Ethical Principles Protect Patients--Not Personal Opinions

The Christian Medical Association (www.cmda.org) voiced strong opposition to an assisted suicide bill introduced today in the Washington legislature, saying the measure puts patients at risk by supplanting longstanding, recognized ethical principles with personal opinion.

"This bill to legalize assisted suicide attempts to force the opinions of a small band of suicide advocates on society and the medical community, and to force the government into the position of sanctioning suicide," observed CMA CEO Dr. David Stevens.

"Laws teach. Think about the message this measure would send to vulnerable and depressed individuals contemplating suicide. How are we going to publicly sanction suicide and then turn around and try to stem the tide of teen suicides?

"The minority lobbying for assisted suicide may personally believe that the value of a life is measured by physical health. Yet millennia of longstanding ethical principles recognize that the value of human life extends far beyond our bodies and beyond our ability to perceive value. Longstanding recognized ethics from Hippocrates to the bible have provided vital safeguards for patients while motivating physicians to practice true compassion by providing comfort and commitment to the patient. "It's easy for suicide lobbyists to attract a measure of public sympathy for their views by waving the flag of individual autonomy. But when the debate moves beyond sound bites to actual evidence, the public recognizes that patients' autonomy and interests are protected only when doctors remain healers and never killers.

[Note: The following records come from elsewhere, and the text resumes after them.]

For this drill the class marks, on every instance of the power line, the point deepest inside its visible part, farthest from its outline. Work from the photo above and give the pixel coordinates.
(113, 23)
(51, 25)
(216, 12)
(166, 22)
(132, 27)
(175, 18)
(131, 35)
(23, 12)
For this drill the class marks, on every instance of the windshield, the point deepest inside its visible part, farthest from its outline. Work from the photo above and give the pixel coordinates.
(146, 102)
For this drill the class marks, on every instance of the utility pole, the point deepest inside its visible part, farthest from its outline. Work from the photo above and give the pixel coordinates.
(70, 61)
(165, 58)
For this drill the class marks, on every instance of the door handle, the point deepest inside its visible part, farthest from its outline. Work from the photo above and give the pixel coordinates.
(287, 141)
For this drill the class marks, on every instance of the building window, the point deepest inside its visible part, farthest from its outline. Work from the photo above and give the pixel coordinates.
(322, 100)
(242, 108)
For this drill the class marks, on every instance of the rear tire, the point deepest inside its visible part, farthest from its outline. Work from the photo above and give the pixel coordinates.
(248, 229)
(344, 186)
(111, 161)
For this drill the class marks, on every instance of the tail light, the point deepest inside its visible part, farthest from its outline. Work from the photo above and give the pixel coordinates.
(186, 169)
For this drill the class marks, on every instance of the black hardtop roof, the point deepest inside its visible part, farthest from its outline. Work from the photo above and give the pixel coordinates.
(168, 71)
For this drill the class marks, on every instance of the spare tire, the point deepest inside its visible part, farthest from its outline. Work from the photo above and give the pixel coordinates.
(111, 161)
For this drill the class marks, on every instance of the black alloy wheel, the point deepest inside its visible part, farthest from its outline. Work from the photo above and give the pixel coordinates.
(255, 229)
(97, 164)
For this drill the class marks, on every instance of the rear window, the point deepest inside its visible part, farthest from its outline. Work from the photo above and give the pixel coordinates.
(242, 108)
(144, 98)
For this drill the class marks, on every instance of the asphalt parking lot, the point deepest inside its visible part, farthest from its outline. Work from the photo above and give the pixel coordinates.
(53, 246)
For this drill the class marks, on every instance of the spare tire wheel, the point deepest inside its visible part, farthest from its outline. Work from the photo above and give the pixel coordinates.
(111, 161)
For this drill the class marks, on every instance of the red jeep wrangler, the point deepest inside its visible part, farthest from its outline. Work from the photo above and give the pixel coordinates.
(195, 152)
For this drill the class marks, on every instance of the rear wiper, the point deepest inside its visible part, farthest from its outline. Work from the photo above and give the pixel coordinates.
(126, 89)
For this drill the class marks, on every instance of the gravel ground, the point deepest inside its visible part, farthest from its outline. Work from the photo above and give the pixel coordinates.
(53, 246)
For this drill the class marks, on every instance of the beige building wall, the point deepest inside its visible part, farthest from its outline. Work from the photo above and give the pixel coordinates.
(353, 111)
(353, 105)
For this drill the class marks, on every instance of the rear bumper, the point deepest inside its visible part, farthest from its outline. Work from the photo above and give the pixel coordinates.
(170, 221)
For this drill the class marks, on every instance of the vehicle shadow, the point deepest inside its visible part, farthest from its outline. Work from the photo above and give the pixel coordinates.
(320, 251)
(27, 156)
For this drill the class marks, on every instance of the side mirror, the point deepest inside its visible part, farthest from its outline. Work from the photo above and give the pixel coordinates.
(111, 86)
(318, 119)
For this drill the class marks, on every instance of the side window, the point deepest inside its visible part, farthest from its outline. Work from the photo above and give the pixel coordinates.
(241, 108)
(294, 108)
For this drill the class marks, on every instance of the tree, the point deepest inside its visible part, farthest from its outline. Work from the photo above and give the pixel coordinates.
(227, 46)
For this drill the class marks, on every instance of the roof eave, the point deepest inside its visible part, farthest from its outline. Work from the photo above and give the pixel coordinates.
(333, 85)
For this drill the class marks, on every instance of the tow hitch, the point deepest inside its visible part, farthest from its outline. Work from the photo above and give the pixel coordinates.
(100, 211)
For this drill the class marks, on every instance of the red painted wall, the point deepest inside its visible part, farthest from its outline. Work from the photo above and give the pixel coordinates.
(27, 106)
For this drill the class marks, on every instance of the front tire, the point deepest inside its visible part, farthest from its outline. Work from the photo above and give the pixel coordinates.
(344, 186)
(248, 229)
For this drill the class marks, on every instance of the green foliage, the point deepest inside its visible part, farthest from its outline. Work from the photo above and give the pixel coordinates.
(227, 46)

"The Netherlands decided to remove longstanding ethical safeguards for patients, and legislators legalized assisted suicide and euthanasia. Published medical studies reveal that Dutch doctors administer lethal injections to roughly a thousand patients a year who never consent to their deaths. That's autonomy for doctors--not for patients.

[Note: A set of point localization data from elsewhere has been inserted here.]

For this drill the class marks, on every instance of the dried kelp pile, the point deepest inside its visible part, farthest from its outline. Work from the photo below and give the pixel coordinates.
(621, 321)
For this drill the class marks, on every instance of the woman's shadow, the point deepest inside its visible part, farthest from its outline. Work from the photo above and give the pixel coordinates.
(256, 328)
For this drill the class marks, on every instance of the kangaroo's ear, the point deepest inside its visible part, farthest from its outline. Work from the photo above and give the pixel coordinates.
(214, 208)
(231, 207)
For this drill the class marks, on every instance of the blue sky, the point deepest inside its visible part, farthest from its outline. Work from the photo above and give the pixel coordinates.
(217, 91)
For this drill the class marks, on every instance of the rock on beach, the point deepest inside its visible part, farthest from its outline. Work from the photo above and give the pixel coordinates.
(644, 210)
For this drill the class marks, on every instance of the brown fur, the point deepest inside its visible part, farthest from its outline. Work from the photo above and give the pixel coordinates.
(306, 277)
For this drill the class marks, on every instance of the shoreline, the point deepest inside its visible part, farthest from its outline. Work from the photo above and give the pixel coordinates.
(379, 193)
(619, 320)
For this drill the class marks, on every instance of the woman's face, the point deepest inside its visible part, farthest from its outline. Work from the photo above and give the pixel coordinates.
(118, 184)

"Once assisted suicide infiltrates medicine, patient protections fall and the power of doctors rises. Euthanasia is next--beginning with patients who can't swallow lethal drugs. "Assisted suicide also removes patient protections by opening a door for self-interested parties to pressure vulnerable patients to die. Imagine the incentives for cost-conscious HMO's, government insurers, greedy heirs and tired caregivers. A patient's apparently voluntary decision may actually be coerced--yet nearly impossible to detect or prosecute.

"The answer to patients suffering at the end of life is not to kill them, but to provide aggressive and appropriate relief from pain, compassionate counsel and unconditional love."